Vor 60 Jahren haben Deutschland und Israel ihren diplomatischen Austausch aufgenommen. Der Historiker Moshe Zimmermann nutzt diesen Anlass für eine Warnung.
60 Jahre nach Aufnahme diplomatischer Beziehungen zwischen Deutschland und Israel zeichnet der israelische Historiker Moshe Zimmermann ein ambivalentes Bild. “In Israel ist die Bevölkerung recht deutschlandfreundlich”, sagte Zimmermann der “Frankfurter Allgemeinen Zeitung” (Montag) am Jahrestag der Aufnahme diplomatischen Austauschs.
Die Hebräische Universität erstelle seit Jahren Meinungsumfragen. “Man sieht, wie die Sicht immer besser wurde. Man hat eine große Sympathie für Deutschland, weil es als israelfreundlich eingestuft wird.” In Deutschland dagegen sei es andersherum: Die öffentliche Meinung sei eher skeptisch, distanziert und sehr oft negativ.
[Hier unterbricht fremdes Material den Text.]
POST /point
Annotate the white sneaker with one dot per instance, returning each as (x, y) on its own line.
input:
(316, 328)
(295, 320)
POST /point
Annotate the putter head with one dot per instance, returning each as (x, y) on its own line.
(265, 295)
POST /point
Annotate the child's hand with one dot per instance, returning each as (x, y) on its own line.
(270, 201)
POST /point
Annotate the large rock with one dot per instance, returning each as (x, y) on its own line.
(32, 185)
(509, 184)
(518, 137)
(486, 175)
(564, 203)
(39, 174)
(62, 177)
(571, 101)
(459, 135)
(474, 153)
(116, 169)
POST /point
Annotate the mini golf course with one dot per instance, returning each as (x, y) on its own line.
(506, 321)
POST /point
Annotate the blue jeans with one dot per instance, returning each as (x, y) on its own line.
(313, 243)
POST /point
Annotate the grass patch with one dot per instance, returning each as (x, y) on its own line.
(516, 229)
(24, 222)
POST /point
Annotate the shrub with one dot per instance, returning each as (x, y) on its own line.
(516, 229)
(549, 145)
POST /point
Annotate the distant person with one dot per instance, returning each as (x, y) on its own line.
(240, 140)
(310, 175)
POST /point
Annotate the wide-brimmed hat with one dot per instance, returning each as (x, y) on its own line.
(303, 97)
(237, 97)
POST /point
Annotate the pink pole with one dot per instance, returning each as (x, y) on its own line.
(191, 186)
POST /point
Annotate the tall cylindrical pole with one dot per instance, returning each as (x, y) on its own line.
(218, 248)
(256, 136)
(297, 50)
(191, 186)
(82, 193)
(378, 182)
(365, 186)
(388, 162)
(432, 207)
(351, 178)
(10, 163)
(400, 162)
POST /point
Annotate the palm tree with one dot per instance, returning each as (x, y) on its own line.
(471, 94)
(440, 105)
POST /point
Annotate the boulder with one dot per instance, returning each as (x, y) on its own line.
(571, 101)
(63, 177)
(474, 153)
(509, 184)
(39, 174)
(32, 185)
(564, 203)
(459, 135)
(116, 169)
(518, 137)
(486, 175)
“Die politische Klasse in Deutschland wiederum zeigt sich unbeirrt israelfreundlich. Egal, was wir hier an Verbrechen verüben”, sagte Zimmermann. “Eine nahezu blinde Unterstützung Israels ist ein Mittel, sich zu profilieren und klarzumachen: Wie unterscheiden wir uns vom ‘alten Deutschland’?”
Der Historiker mit deutschen Wurzeln warnte vor einer “unheiligen Allianz”: Diese sei entstanden “vor allem zwischen der extremen Rechten in Israel, inklusive den Siedlern, und der extremen Rechten in Europa”. Kritik von Demokraten und Liberalen werde umgekehrt schnell als antisemitisch bezeichnet.
“Dieser Zynismus ist etwas, was mich als Historiker sehr betrübt, weil der Begriff Antisemitismus missbraucht wird. Und weil der Kampf gegen den Antisemitismus und darüber hinaus gegen Rassismus überhaupt darunter leidet”, betonte Zimmermann.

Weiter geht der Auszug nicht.